Quite some claim from Ed Balls, writing in the Sunday Mirror today. “Let’s be clear what George Osborne’s game
is,” he blusters, “he’s trying to pick a fight about pensions, provoke strikes and persuade the public to blame the stalling economy on the unions.” And it is a charge that Andy
Burnham repeated on Dermot Murnaghan’s Sky show earlier. I was on live-tweeting duty, and lost count of how many times the
shadow education secretary used phrases such as “provocation,” “confrontation,” “playing politics,” and “back to the 1980s.” This, clearly, is an attack that
Labour are determined to push as relentlessly as possible. George Osborne is politicking, they are saying, at the nation’s expense.

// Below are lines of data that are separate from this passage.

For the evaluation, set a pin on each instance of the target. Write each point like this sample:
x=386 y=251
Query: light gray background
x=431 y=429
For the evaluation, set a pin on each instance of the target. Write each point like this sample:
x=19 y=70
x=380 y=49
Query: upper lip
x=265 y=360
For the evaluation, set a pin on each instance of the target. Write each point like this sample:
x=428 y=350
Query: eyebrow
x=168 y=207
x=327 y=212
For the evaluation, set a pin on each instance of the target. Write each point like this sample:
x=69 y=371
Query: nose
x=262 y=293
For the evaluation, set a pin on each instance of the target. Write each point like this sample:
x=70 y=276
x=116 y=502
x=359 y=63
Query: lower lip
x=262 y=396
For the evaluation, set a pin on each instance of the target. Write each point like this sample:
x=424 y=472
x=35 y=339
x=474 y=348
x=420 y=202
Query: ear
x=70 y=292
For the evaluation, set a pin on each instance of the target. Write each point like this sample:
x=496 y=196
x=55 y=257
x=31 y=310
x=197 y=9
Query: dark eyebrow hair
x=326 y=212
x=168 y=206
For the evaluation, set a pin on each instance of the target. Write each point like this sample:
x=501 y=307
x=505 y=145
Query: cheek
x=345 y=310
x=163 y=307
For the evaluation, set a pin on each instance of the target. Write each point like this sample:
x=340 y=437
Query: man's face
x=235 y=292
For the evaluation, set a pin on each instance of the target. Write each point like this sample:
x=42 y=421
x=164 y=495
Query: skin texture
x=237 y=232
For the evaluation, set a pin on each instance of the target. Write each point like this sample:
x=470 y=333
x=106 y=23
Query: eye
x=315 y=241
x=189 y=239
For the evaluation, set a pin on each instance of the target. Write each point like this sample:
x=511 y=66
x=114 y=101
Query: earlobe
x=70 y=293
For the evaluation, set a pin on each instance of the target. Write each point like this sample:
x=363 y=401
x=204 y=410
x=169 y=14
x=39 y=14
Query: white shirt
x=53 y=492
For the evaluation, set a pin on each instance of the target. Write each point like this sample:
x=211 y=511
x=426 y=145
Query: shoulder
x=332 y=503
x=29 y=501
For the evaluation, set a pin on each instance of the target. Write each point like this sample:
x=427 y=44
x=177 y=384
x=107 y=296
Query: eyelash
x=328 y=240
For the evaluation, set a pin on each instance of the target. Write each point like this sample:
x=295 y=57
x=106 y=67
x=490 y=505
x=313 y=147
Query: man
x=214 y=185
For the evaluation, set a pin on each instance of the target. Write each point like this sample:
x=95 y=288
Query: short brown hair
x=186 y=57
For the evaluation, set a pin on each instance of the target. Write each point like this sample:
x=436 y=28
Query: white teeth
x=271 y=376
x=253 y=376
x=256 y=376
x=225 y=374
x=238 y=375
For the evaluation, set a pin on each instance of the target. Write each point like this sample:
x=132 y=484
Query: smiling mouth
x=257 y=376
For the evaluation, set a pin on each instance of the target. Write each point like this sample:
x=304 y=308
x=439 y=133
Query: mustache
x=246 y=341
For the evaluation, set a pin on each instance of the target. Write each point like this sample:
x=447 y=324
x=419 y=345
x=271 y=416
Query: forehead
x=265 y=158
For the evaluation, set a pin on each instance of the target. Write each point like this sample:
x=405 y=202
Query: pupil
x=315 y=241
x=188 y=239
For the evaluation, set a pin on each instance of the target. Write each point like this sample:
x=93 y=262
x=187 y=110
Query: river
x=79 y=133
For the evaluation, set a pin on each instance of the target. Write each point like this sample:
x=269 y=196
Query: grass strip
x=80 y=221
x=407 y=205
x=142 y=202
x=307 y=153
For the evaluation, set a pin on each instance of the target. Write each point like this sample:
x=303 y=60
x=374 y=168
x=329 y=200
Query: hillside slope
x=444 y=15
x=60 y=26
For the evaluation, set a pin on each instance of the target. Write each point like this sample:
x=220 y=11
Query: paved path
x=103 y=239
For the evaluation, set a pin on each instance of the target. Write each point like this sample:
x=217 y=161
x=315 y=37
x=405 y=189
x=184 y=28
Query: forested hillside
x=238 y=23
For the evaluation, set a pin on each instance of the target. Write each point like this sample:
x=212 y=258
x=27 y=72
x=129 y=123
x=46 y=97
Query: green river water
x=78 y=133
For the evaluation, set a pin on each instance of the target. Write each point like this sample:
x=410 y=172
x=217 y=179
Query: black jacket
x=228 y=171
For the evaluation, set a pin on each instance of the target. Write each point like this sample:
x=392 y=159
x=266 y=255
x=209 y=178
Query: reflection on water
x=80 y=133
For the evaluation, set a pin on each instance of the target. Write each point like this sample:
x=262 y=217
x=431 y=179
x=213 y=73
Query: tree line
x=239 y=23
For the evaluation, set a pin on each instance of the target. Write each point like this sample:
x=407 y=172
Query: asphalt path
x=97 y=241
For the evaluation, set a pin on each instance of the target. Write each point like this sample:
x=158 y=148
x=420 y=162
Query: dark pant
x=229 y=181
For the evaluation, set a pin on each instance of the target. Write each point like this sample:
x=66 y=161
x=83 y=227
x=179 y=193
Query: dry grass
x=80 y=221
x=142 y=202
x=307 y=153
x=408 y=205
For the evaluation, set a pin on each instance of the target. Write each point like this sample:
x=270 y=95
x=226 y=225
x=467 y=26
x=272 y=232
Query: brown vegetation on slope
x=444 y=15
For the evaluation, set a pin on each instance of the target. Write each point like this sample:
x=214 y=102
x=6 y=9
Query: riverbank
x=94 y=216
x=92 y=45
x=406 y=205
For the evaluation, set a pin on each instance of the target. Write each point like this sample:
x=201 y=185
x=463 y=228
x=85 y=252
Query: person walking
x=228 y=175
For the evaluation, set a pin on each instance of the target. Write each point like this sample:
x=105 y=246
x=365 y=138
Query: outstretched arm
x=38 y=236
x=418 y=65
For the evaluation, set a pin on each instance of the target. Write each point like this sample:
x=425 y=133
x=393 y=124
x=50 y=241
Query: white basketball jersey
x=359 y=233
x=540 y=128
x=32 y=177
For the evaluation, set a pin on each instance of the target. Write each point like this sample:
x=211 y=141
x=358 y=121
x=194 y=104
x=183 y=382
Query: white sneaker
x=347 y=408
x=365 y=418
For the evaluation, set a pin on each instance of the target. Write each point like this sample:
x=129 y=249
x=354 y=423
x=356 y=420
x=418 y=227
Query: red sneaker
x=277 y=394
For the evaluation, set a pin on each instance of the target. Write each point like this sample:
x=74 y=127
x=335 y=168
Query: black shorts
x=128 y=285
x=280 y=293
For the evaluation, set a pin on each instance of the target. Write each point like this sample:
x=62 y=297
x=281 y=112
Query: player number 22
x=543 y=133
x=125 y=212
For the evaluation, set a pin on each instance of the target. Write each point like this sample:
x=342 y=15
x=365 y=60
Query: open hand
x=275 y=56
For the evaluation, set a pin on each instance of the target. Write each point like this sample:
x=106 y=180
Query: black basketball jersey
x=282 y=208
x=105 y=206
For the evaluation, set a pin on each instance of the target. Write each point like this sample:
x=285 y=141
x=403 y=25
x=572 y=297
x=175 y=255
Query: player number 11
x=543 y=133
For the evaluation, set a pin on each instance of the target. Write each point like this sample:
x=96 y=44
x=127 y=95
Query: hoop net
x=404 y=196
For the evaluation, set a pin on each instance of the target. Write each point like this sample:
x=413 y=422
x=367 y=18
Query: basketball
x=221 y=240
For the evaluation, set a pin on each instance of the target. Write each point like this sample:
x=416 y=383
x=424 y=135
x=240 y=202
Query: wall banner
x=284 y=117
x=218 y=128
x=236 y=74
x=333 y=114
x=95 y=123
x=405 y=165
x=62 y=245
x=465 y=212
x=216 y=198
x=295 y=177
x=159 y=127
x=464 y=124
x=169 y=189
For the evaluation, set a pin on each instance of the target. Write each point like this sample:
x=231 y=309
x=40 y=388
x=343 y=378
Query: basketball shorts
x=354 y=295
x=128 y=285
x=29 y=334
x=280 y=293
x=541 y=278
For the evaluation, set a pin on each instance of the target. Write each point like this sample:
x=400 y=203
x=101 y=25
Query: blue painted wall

It is, at the very least, an intriguing gambit on Labour’s part. What it’s attempting is nothing less than a grand realignment in British public opinion: shifting blame for the strikes from the unions to the government. If it succeeds, then the fallout could be immense. But it also carries huge risks for Miliband & Co. Although Balls urges the brothers to “avoid George Osborne’s trap,” he is still placing his party on the side of those people, such as Dave Prentis earlier, who are warning of “the biggest [industrial] action since 1926”. And then there’s the possiblity that Balls’ remarks might come across as the ravings of a conspiracy theorist. Perhaps he’ll be vindicated by the release of the Osborne Files in ten year’s time — but, for now, the shadow chancellor could do with more policies and less paranoia.